Fév 222016
 

Mon aventure commence à 5 heures du matin alors qu’il faut que je me prépare pour partir à 6heures afin de prendre à Montpellier le TGV. Ca commence bien, suite à un panne de signalisation il est annoncé avec un retard de 20 minutes.

Alors que la voie est affichée, les autres passagers et moi-même sommes complètement perdus. La numerotation du train ne correspond pas à nos billets. Et pour cause, j’ai une place dans la voiture 12 et le train ne comporte que les voitures 21 à 27 ou 28. Alors qu’un agent me répond désagréablement “Douze plus dix égales vingt-trois” une annonce sonore nous explique que le placement est libre… Et c’est à ce moment que le véritable chaos commence!

“Excusez-moi, mais c’est ma place”, “L’annonce disait placement libre”, “Oui mais moi j’ai le bon billet”, “vous savez ce que veut dire ‘placement libre’?”. Le ton monte rapidement. Forcément ce sont les vacances scolaires d’hiver. Après on est en France, donc on enchaine les incivilités:téléphone dans les voitures, papiers jetés par-terre. On rajoute le sale gosse bronchiteux mal-élevé en face de moi, qui lorsqu’il ne tousse pas sans mettre la main devant la bouche, parle à voix haute dans un flot ininterrompu d’inepties.

Durant le voyage je reçois un SMS pour me dire que le train arrivera conformément à l’horaire indiqué sur les billets. Puis peu de temps après un nouveau SMS m’indique un retard de 15  minutes
suite à une panne de signalisation. Mais heureusement la grève SNCF de ce week-end bien qu’elle touche la gare de Lyon ne nous impacte pour l’instant pas.

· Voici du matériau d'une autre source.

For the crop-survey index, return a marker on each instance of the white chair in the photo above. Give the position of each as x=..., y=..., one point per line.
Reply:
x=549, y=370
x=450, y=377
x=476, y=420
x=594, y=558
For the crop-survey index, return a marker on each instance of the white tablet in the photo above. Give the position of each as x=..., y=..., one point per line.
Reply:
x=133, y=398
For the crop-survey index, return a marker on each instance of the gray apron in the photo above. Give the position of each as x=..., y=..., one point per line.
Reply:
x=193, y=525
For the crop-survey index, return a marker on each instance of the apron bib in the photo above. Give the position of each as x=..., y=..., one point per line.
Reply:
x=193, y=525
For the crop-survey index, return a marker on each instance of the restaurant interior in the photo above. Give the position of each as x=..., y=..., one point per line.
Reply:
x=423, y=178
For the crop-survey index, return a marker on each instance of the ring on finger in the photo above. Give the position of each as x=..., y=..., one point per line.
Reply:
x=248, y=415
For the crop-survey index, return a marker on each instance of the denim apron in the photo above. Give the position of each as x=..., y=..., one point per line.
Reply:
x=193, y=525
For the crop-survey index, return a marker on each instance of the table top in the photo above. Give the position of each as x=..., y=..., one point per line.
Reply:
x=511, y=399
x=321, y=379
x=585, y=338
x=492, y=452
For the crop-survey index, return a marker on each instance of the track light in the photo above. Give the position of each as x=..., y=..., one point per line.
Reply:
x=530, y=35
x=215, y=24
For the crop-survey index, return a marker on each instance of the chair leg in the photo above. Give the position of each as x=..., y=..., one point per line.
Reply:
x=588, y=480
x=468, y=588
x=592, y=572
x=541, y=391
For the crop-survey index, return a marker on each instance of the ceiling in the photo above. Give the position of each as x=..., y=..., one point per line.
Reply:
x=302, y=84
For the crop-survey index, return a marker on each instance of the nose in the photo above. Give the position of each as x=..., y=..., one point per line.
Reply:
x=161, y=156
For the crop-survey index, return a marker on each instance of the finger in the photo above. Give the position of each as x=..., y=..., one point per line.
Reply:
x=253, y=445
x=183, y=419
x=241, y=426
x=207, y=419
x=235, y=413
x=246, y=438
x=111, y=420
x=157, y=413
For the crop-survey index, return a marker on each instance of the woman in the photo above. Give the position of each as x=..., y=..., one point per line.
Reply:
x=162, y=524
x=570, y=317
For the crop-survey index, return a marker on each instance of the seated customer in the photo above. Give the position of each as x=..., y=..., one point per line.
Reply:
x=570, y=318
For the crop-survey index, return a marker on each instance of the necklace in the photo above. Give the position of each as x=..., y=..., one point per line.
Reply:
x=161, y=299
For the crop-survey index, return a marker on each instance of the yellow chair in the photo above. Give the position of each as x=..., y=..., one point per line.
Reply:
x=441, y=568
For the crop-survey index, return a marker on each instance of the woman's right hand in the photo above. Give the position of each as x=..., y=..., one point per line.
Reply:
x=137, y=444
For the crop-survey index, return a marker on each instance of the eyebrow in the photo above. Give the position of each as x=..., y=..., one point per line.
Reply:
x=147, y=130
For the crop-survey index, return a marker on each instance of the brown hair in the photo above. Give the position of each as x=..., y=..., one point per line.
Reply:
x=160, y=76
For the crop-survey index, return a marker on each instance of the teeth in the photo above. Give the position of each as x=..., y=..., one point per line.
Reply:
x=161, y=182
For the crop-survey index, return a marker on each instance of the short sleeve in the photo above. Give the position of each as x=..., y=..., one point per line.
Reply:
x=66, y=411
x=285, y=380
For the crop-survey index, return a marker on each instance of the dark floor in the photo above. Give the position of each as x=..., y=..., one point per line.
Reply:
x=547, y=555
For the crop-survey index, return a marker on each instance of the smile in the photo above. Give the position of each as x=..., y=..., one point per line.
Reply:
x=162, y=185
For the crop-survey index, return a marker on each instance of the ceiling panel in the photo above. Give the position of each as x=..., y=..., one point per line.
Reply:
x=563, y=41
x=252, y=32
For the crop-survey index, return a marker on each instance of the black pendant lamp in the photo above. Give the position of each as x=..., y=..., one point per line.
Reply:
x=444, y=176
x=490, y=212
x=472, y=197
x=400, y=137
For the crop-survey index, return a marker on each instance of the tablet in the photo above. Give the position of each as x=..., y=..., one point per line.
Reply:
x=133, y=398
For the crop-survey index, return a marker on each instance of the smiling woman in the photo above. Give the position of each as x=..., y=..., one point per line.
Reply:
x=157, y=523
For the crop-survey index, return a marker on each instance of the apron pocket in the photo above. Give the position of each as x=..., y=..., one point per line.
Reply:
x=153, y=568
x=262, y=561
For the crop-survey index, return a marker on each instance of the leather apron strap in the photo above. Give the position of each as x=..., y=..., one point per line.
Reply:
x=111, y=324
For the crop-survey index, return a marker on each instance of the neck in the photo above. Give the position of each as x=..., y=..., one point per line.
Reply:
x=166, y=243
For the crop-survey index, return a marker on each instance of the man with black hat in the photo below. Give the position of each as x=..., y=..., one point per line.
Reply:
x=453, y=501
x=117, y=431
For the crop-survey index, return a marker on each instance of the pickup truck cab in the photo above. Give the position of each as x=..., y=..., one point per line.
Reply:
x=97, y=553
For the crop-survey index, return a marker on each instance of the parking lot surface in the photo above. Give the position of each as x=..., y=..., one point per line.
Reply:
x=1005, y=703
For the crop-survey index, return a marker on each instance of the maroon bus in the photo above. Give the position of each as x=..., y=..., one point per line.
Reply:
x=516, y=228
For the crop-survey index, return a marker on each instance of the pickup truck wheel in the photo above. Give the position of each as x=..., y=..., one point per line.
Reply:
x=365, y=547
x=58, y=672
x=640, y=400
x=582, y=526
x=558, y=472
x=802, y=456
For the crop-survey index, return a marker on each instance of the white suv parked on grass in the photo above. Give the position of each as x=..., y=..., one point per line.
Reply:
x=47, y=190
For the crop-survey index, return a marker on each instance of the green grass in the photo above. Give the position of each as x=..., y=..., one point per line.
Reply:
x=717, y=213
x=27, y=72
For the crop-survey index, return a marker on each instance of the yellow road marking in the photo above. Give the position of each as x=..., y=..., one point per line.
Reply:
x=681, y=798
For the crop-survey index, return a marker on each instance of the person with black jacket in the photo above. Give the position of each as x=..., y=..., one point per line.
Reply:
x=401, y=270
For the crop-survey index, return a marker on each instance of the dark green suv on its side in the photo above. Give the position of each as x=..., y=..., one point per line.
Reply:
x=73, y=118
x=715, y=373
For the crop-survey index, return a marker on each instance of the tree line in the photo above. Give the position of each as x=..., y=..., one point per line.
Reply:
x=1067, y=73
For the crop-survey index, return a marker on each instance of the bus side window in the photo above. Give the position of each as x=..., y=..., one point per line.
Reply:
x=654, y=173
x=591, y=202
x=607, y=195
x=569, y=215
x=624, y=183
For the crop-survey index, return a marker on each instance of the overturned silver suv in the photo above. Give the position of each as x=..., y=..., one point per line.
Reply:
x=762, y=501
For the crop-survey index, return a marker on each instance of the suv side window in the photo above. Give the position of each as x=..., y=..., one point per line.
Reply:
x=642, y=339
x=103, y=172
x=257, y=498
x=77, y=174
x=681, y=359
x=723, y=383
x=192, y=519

Finalement j’arrive Gare de Lyon, je prends le RER A afin de faire le checkin dans un petit hôtel à 40 euros à La Défense.

Le RER A… que de souvenirs… sa propreté, sa ponctualité, tout cela se rappelle à mon bon souvenir.

J’arrive à La Défense et en profite pour aller sur mon ancien lieu de travail

Ensuite je me rends au quartier de l’opéra profiter d’un excellent repas, léger à Hangari

Pour reprendre le RER A et aller jusqu’au dojo, en passant par mon ancienne gare. Dire que j’ai habité à 2 minutes à pied de cette gare pendant 5 ans… 5 ans d’enfer RATPesque et SNCFesque…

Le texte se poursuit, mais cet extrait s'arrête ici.